Exhibition viewing done and dusted I decide I need to grab some groceries and begin to head back out to Union Street to my usual Co-op shop. I find the road closed off and a man in a Tartan entertaining a rapidly swelling crowd, alongside his partner dressed in a dog’s costume. There is also the distant sound of drums and bagpipes. It turns out that Saturday the 28th is this year’s Tartan Day, and I have fortuitously stumbled on the Tartan Parade. In short order, the marching band comes through, up Union Street to where I am positioned close to the Sheriff Court where at a bellowed command they turn left to salute the Mayor (I think), who is dressed in his own tartan of course.

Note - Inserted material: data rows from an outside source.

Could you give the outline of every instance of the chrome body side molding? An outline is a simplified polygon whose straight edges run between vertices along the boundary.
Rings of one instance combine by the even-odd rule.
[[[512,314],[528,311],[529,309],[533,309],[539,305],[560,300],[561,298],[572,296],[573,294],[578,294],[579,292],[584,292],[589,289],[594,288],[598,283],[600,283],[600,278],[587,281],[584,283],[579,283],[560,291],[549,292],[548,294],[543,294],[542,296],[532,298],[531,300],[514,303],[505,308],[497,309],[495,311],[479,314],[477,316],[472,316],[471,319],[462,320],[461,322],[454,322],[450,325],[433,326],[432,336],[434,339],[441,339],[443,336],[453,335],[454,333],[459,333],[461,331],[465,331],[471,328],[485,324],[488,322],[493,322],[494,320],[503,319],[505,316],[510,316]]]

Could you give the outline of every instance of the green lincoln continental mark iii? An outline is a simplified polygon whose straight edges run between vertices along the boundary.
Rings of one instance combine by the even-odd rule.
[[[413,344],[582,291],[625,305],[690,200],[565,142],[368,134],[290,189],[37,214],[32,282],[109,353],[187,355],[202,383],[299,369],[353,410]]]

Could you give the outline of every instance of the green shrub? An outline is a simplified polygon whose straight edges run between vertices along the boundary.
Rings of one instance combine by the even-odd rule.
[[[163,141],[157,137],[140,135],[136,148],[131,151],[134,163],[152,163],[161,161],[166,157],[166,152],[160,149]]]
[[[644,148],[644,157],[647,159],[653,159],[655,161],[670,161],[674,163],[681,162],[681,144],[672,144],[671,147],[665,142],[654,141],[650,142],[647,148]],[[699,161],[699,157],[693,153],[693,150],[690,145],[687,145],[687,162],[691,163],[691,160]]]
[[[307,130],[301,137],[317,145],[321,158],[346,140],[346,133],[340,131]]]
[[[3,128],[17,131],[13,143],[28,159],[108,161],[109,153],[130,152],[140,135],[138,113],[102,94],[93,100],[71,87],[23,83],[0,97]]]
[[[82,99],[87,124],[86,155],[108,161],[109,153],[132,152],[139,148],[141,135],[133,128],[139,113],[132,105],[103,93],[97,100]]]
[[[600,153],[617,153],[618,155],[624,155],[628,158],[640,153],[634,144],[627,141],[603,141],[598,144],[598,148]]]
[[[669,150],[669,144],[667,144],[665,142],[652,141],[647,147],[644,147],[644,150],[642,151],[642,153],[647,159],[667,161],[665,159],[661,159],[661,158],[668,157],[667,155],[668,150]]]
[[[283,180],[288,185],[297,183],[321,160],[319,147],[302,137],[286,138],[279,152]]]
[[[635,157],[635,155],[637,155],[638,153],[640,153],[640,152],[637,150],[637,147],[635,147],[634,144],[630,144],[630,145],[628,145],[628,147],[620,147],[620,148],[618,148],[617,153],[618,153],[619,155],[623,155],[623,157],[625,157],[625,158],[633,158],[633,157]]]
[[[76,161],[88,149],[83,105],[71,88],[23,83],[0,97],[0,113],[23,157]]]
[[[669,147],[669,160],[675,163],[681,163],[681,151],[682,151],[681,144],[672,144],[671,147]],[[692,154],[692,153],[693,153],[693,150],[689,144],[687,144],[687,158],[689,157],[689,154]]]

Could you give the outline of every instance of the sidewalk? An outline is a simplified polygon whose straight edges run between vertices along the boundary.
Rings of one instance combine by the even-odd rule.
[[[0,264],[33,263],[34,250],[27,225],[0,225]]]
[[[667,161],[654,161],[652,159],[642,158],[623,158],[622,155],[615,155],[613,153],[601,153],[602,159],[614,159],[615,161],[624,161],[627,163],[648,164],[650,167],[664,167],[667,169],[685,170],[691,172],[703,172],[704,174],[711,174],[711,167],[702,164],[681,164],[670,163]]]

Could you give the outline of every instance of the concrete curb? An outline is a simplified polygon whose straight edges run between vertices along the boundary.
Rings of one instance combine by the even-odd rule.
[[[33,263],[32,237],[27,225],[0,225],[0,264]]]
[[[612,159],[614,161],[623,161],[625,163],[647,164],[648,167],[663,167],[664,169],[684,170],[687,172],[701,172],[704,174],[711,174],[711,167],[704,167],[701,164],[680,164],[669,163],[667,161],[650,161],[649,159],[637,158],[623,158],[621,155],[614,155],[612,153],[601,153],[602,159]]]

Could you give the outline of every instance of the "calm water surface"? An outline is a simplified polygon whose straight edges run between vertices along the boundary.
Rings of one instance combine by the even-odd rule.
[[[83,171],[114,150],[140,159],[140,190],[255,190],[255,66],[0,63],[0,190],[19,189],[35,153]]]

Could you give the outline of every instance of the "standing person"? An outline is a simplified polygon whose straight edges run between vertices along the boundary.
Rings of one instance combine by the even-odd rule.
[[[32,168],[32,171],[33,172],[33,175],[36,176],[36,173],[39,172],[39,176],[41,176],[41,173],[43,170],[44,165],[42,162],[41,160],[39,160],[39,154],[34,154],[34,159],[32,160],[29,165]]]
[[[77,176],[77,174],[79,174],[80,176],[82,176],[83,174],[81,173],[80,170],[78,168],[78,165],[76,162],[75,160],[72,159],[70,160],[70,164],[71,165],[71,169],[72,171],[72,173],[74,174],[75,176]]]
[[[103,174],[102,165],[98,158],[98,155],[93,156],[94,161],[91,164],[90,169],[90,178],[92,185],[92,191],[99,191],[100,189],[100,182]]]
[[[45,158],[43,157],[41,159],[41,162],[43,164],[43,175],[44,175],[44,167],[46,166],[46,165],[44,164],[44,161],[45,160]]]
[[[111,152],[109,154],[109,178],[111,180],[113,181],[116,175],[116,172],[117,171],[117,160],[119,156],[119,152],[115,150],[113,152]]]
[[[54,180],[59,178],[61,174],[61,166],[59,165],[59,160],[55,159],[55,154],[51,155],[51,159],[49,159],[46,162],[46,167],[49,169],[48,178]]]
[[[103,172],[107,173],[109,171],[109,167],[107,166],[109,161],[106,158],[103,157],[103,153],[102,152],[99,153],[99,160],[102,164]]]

My groceries are promptly forgotten as I take the chance to revel in the gaiety of it all – funny happy people, music and being literally lost in the crowd – a glimpse into Scottish culture I suppose.

All told, rain or not – and it did rain in fits and starts –  I had what was arguably my most enjoyable weekend in a long time. The only downer being the nagging thought at the back of my mind that I may have discovered the joys of this city a little too late, in what -if I had my way – just might be, my last year here.